Introduction
The language-learning platform Duolingo has over 100 million monthly active users who can select any of their 40 offered languages. The game-like style of learning works great for most languages, but what if a user wants to learn a language that doesn't use text or audio? Currently Duolingo does not offer any lessons for American Sign Language (ASL). Enter Duofingo- a revolutionary tool for users to practice their ASL skills at their own pace with just a computer.
Gameplay
The rules are simple, just sign as many correct terms as you can in 60 seconds. Once the timer begins, your target word will appear at the bottom left corner of the screen ("butter" in the example above). Once you correctly sign a word, your score will increment by one point and the target word will change. Your current score can be seen at the bottom center of the screen, and the countdown timer is visible in the bottom right corner. If your final score is greater than the current high score for a category, the high score will be replaced.
Game Engine
The two main python packages that allowed me to create this game are OpenCV and Mediapipe.
OpenCV is a software library that lets developers create applications using a computer vision infrastructure. Mediapipe is a package that uses artificial intelligence within a computer vision framework, allowing users to create projects where the computer camera can "detect" certain objects. I used mediapipe to detect the players' hands and generate data from the positions of their fingers and joints (called "landmarks").

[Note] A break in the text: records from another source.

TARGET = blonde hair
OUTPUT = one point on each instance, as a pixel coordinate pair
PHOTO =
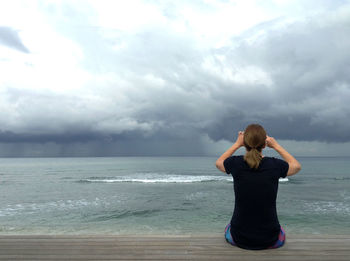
(254, 141)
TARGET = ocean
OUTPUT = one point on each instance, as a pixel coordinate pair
(159, 195)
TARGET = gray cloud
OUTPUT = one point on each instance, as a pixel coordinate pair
(9, 37)
(165, 90)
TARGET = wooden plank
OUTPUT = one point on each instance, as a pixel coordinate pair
(210, 247)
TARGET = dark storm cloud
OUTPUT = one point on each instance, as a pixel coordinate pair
(9, 37)
(159, 90)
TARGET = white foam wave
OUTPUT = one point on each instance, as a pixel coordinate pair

For each of the five playable categories (letters, animals, foods, verbs, animals), I created training data by signing all of the items and saving the landmark information to a dictionary. Once the landmark data was saved, I used it to train random forest classifiers so that they could predict which sign a user is displaying. Once the game begins, it randomly takes words from the category's item list to use as the target. The user must then sign so that the prediction output matches the target. While this method of classification was eventually successful, it came with a host of complications.
Challenges
One major challenge I had to overcome was how to handle signs that required movement. For example, to sign the word "hello" you begin by placing your hand near your forehead, then move it away. Since the predictor can only make predictions from static data, it has no way of knowing what direction(s) your hands are moving. To combat this I introduced the concept of memory in the form of a prediction queue. The prediction queue stores the current prediction as well as the four previous predictions. Using this idea of prediction memory, I deconstructed signs with movement into multiple parts (e.g. "hand1" and "hand2"). With this framework, I programmed the game to check the prediction queue any time a secondary movement sign was detected. For example, if the predictor outputs "hand2" the game will check the prediction queue for "hand1". Then, and only then, the player will receive credit for signing the correct word.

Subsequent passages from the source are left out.